Wesley Schultz, who lives on North Moore Road, said, "I was in the backyard bent over painting a concrete table and benches so I was looking upward. I saw an object as bright as anything I've ever seen traveling north to south.
"It didn't last more than a fraction of a second and was gone. I later heard it entered the atomsphere at a whopping 33,000 miles per hour.
"My first thought was I was having eye problems - they always ask if I've seen flashes of light, but this was no flash, more like a fast-traveling flare. I haven't heard anyone else say they saw it, but there's no doubt in my mind that I did."
Andrew Clark said he saw it also while walking with a friend up Barton Avenue after dinner at Las Margaritas. He said, "It was moving very fast. From my vantage point it looked as though it had originated above Normal Park School and was headed toward Lookout Mountain or St. Elmo.
"Initially. I thought it was some sort of flare or 'a souped-up shooting star.' My friend insisted I make a wish on it. This was probably sometime between 9:30 and 9:40 p.m.
"The distinctively neon green orb was dashing across the sky, making a beeline toward Lookout Mountain. I made a joke to my friend that this was probably a Bill Chapin publicity stunt to promote St. Patrick's Day at Rock City. We laughed and didn't give the green blob a second thought until I read an article about it."

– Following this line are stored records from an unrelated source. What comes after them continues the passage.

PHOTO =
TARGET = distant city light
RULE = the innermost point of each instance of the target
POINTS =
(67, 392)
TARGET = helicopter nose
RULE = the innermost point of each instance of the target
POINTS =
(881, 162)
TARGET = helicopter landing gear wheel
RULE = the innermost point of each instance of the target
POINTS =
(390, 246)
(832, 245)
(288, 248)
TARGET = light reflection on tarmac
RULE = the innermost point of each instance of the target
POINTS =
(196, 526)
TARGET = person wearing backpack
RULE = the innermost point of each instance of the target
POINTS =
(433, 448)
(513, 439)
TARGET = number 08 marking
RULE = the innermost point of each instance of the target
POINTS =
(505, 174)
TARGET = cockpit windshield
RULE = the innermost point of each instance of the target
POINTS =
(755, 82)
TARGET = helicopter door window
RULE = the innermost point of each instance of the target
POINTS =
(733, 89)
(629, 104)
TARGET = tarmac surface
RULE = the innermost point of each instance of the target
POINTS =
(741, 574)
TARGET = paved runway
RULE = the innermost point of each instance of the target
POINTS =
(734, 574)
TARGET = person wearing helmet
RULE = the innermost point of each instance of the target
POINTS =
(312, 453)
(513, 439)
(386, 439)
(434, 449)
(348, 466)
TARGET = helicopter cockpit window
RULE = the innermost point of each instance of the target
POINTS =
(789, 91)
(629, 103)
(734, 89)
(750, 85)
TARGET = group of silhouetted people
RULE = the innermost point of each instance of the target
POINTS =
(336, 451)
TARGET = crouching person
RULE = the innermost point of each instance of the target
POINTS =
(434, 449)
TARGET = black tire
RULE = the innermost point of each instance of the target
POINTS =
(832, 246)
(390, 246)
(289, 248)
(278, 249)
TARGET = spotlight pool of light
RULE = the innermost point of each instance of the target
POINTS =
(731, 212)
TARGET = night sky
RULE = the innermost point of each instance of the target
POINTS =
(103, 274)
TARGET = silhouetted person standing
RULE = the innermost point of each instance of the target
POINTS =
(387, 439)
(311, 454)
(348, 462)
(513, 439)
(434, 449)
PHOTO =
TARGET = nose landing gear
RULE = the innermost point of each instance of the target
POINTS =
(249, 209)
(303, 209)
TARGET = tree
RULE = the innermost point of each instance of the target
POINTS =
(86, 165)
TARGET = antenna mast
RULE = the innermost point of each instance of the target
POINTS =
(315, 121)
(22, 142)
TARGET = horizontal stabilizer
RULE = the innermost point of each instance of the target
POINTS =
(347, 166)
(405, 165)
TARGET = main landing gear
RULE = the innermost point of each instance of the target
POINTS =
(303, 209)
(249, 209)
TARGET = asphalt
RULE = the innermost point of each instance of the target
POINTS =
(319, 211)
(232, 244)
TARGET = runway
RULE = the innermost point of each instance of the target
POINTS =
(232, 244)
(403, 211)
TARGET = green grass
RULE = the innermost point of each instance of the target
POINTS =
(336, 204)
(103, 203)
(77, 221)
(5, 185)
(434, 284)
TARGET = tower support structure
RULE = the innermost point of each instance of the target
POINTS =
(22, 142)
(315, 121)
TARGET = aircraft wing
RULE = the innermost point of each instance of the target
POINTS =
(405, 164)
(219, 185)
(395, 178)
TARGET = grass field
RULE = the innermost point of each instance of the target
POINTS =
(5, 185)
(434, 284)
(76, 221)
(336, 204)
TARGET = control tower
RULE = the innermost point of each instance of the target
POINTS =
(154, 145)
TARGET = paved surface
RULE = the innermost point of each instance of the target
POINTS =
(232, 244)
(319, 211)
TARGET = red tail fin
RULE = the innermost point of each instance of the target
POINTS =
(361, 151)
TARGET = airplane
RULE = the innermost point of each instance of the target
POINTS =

Chris Kidd said he saw the meteor over the Varnell/Ringgold area on Wednesday night. He said, "It was a very bright green shooting star that went north to south, but it was longer than a shooting star and slower in speed, in my opinion."
NASA scientists have been seeking to find someone who saw the meteor that broke into small pieces as it ended its journey of hundreds of millions of miles in North Georgia. The meteor was tracked by NASA's Huntsville tracking camera.
The path was over Tunnel Hill, Ga., and then into central Walker County.
No pieces of the meteor have apparently been found yet.